Wahlcomputer Verfassungsrichter zweifeln an Abstimm-Automaten

Zwei Millionen Deutsche wählten den aktuellen Bundestag per Abstimm-Computer - ob das zulässig ist, verhandelt jetzt das Verfassungsgericht. Die Richter wirken skeptisch, die Kläger sehen ein Kontroll-Vakuum, Experten sagen, dass manche Manipulationen nur schwer aufzudecken sind.


Das Bundesverfassungsgericht teilt offenbar Bedenken gegen die umstrittenen Wahlcomputer, wie sie bei der Bundestagswahl 2005 in fünf Bundesländern eingesetzt wurden. Bei der mündlichen Verhandlung am Dienstag in Karlsruhe verwies Richter Rudolf Mellinghoff darauf, dass ähnliche Wahlcomputer desselben Herstellers in Holland seit Mai dieses Jahres nicht mehr eingesetzt werden dürften und dort Wahlen vorerst wieder "mit Papier und Stift" abgehalten werden müssten.
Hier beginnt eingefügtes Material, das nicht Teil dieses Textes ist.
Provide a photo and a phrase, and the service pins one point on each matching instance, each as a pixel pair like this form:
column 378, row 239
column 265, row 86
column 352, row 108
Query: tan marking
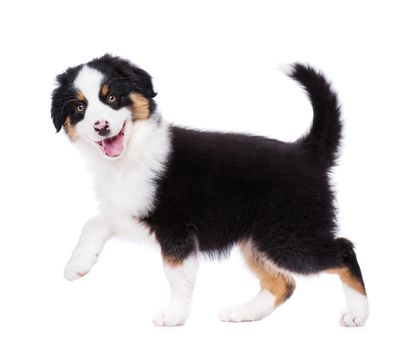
column 140, row 106
column 80, row 96
column 346, row 277
column 104, row 90
column 70, row 130
column 171, row 261
column 280, row 284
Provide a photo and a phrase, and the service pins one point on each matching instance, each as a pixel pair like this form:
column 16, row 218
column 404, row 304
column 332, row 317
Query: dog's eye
column 111, row 98
column 80, row 108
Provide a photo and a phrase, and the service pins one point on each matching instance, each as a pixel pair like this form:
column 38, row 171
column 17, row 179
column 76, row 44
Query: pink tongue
column 113, row 146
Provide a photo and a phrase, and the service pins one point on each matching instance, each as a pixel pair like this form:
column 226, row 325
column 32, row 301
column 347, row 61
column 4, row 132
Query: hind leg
column 276, row 287
column 357, row 308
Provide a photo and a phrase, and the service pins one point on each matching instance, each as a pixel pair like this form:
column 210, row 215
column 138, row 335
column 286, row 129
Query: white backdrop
column 214, row 66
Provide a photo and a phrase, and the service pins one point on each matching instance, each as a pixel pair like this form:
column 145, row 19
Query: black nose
column 104, row 132
column 102, row 127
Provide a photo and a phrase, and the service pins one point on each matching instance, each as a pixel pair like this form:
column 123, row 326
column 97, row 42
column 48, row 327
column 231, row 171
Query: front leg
column 93, row 237
column 181, row 276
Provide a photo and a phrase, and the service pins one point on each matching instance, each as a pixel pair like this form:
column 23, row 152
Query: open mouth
column 113, row 146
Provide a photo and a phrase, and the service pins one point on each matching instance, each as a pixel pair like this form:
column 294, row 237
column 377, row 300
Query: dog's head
column 100, row 100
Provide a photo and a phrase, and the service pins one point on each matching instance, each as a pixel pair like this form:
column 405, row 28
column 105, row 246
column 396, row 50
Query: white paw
column 78, row 266
column 357, row 309
column 172, row 315
column 353, row 319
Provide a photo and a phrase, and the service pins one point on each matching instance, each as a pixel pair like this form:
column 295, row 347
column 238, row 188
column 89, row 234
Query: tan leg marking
column 104, row 90
column 70, row 130
column 140, row 107
column 281, row 285
column 171, row 261
column 347, row 278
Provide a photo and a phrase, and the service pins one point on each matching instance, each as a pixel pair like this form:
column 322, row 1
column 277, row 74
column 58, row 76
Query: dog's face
column 98, row 102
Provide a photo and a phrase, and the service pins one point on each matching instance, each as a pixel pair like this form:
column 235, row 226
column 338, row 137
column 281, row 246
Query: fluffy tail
column 323, row 139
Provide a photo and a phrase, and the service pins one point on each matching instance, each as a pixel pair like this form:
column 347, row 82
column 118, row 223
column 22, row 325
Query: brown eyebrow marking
column 104, row 90
column 140, row 106
column 70, row 129
column 80, row 96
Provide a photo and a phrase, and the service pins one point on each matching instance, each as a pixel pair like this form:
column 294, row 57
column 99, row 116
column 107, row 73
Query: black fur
column 222, row 188
column 122, row 78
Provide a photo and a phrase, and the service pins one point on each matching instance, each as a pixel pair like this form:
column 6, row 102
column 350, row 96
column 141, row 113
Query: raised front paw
column 78, row 266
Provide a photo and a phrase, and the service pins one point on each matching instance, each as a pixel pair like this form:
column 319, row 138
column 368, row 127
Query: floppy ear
column 142, row 82
column 131, row 77
column 57, row 109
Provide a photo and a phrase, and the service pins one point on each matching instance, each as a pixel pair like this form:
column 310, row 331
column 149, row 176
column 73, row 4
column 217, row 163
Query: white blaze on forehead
column 89, row 81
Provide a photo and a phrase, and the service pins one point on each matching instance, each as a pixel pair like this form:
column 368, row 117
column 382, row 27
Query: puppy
column 204, row 192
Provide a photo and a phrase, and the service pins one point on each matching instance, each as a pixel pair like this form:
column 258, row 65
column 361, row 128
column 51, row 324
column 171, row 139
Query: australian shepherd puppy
column 204, row 192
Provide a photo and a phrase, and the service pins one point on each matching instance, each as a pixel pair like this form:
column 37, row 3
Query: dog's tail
column 323, row 140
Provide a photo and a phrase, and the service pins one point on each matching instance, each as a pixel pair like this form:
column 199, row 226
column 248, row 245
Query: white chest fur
column 124, row 187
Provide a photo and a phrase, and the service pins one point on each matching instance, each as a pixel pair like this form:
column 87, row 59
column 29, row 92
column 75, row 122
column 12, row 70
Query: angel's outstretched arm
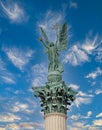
column 62, row 44
column 45, row 41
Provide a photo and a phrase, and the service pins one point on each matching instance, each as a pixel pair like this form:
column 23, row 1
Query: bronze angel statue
column 53, row 49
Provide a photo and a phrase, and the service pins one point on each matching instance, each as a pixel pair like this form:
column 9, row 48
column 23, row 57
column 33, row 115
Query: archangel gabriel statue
column 53, row 48
column 55, row 95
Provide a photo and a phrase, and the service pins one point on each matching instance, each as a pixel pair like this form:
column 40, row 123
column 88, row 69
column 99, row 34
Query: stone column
column 55, row 121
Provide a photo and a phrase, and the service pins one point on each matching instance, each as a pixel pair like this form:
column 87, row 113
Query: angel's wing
column 46, row 41
column 62, row 44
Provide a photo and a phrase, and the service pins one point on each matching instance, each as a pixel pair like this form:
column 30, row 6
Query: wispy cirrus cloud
column 80, row 52
column 5, row 75
column 18, row 57
column 76, row 56
column 99, row 115
column 14, row 12
column 98, row 122
column 25, row 126
column 9, row 117
column 81, row 97
column 98, row 91
column 73, row 4
column 94, row 74
column 80, row 117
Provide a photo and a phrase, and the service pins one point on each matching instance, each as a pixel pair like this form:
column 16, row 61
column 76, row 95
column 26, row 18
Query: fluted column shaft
column 55, row 121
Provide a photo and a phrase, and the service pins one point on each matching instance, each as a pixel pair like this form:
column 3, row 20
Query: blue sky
column 23, row 63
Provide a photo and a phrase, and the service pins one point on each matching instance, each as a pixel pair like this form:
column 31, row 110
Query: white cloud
column 90, row 45
column 83, row 98
column 39, row 74
column 9, row 117
column 99, row 115
column 82, row 51
column 25, row 126
column 5, row 75
column 14, row 12
column 98, row 53
column 94, row 74
column 73, row 5
column 50, row 19
column 97, row 122
column 74, row 86
column 98, row 91
column 89, row 113
column 9, row 79
column 18, row 56
column 76, row 56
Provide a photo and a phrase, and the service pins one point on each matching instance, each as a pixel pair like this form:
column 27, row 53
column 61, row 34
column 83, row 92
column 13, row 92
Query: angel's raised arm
column 62, row 44
column 45, row 41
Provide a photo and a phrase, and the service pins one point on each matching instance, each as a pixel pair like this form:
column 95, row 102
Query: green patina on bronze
column 55, row 95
Die beiden Beschwerdeführer halten eine Wahl "per Knopfdruck" für intransparent, weil der Wähler nicht nachvollziehen kann, was mit seiner Stimme im Inneren des Computers geschieht.

Außerdem seien die Computer nicht ausreichend gegen Eingriffe von außen gesichert, wie Erfahrungen aus dem Ausland zeigten: "Die Geräte sind nicht fälschungssicher, sie sind manipulierbar", sagte ihr juristischer Vertreter, der Hamburger Professor Ulrich Karpen.

Geklagt hatten der Physiker Ulrich Wiesner und sein Vater Joachim Wiesner, ein emeritierter Politikwissenschaftler. Ein Urteil wird erst in einigen Monaten erwartet. Dass in den betroffenen Wahlkreisen nachgewählt werden muss, gilt aber als unwahrscheinlich.

Aus Sicht von Carl-Christian Dressel (SPD), Vize-Vorsitzender des Wahlprüfungsausschusses, sind die Geräte dagegen nicht unsicherer als das herkömmliche Wahlverfahren: "Auch eine Wahlurne kann ausgetauscht werden." Wahlgeräte verschiedener Bauart würden in Deutschland seit mehr als vier Jahrzehnten eingesetzt, ohne dass je eine Manipulation bekanntgeworden wäre. Zudem rechneten Computer zuverlässiger als Menschen.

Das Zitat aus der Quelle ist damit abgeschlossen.